Your typical human being is 66 percent water and could survive roughly a month
without food...but only a week without water. The 2004 UNICEF report on the
State of the World's Children found that one in seven of the world's children
had no access to safe water. It's not a shortage...there is the same amount
of water on Earth today as there was 3 billion years ago.
"Not only is there the same amount of water on the Earth today as there
was at the creation of the planet, it's the same water," write Canadian
activists Tony Clarke and Maude Barlowin write in Yes Magazine. "The next
time you're walking in the rain, stop and think that some of the water falling
on you ran through the blood of dinosaurs or swelled the tears of children who
lived thousands of years ago."
Only 3 percent of the Earth's total water is freshwater. Of that, only 1% is
available for human consumption. Do the math and you've a grand total of 0.01
percent of the Earth's total water being usable.
Still, as reported by the New Internationalist, "Even this would be enough
to support the world's population three times over, if used with care."
Care...?
"The growing scarcity of potable water stems from a variety of causes,"
Clarke and Barlowin write. "Per capita water consumption is doubling every
20 years, more than twice the rate of human population growth, which itself
is exploding. Technology and sanitation systems, particularly those in the wealthy
industrialized nations, have encouraged people to use far more water than they
need."
Such "personal water use" accounts for 10 percent of water use. Another
20 to 25 percent of the world's fresh water supplies is used by industry. But,
as Clarke and Barlowin explain, "the real water hog, claiming 65 to 70
percent of all water used by humans" is irrigation. "Increasing amounts
of irrigation water are used for industrial farming," they write.
Case in point: One pound of hamburger requires 2,500 gallons of water, which
could instead have been used to grow more than 50 pounds of fruits and vegetables.
Fifty percent of all water consumed in the U.S. is used to grow feed and provide
drinking water for cattle and other livestock.

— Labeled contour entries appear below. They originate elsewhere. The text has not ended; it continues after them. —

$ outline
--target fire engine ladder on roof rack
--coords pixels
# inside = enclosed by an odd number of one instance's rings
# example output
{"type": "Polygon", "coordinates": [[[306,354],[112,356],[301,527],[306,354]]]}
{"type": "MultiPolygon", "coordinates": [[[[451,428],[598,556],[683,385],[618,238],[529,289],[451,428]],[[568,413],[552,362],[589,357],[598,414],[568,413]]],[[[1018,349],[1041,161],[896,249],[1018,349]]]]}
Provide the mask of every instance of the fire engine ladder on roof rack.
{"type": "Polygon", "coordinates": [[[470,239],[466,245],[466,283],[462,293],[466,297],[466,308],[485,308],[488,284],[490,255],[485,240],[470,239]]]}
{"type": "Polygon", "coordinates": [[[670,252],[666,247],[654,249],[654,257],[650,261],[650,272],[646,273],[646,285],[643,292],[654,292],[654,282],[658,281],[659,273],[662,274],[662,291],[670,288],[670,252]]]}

"In an age when man has forgotten his origins and is blind even to his
most essential needs for survival," Rachel Carson wrote some four decades
ago, "water along with other resources has become the victim of his indifference"
Here in the home of the brave, men hired for the primary purpose of holding
open doors for the affluent spend each morning dousing the sidewalks with gallons
and gallons of the wet stuff to clear cigarette butts from prime real estate.
Closing thought: 75 percent of the human brain is water.